The leper knelt before this man. “If you will,” he said, “you can make me clean.”
Who did the leper think this man was? Some kind of miracle-worker? If the man came any closer to the leper, he would be unclean! Surely this man was not so naïve as to think his cleanliness could make the leper clean. It didn’t work that way.
But the man seemed to pity the leper, and stretched out his hand. I looked on in horror. Touching a leper?
“I will,” the man said. “Be clean.” He touched the leper.
Horror changed to astonishment as the leper’s skin changed. He was healed! A few more words passed between the two, and then the leper entered the city, going from the unclean, into the city, toward the priests. As he walked under the gate he looked up at me.
“I’m clean!” He shouted. “Jesus has made me clean! I am no longer cut off; I can enter the city!”
Jesus? I had heard that name before. People said He was a great teacher, and could work miracles.
In the weeks that followed, I heard that the news of the leper’s healing had caused many to come to Jesus. In fact, so many were seeking Him that Jesus could no longer enter the towns, but was instead remaining in desolate places! I almost laughed at the irony: it was as if Jesus Himself had become unclean in healing the leper. Although I knew He was not unclean, Jesus had traded places with the leper, and was cast off outside the camp.

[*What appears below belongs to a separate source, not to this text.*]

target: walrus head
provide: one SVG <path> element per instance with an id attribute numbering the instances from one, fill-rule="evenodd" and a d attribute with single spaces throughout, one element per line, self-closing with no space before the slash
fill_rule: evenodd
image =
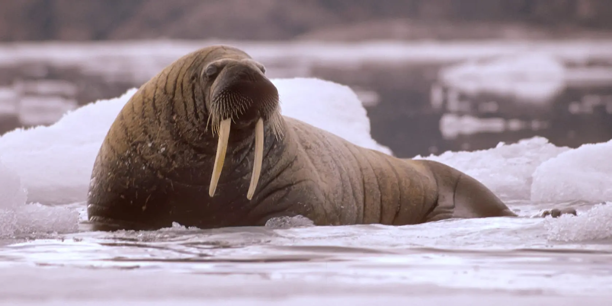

He had provided a cure for the leper. The laws of the priests diagnosed diseases, and then cut the sick off to keep them from Adonai. Disease suggested death, decay, and the ebbing of life. We had to keep that from Adonai. I knew that very well; it was often my job to keep the unclean from entering the city.
This Jesus had cured, though. The laws only said what was wrong, then begged for an unknown cure. It seemed Jesus was this cure. Maybe at last we could be free from our dietary restrictions, and maybe the lengthy cleansing rituals could stop. I knew Adonai was concerned with our purity, in every area of life, and laws of ceremonial cleanliness were His provision for us to fellowship with Him. But they were cumbersome. And if we had a cure, if Jesus was a cure, and if He was the Son of God as He claimed to be, then maybe it could all stop, and there would be another way we could display Adonai’s character to the world.
Years later, I heard that there was a way, and that I had been right: Jesus was the cure. Because of His death and atonement for our sin, being the sacrificial lamb in our place, ceremony and ritual were no longer necessary for us to come to God. His death was enough for all our sin, all our uncleanliness. Before Jesus, we were set apart ethnically, and that was demonstrated by what we ate (and didn’t eat), and keeping death and decay far from God. It seemed so strange to me that it was death that brought us near to God in the end.
The laws were a shadow, showing us the purity God required. Jesus was that purity. Now, Jew and gentile alike were His people. There were no external barriers to God, but the inward purity of the heart. Jesus Himself declared all foods clean, and said it was what comes out of the heart, not into the body, that makes us unclean.
Things have changed. Life is different for us now, because of Jesus. But we still display God’s character to the world. We have to ask ourselves, “Are we living in a way that is set apart to God?”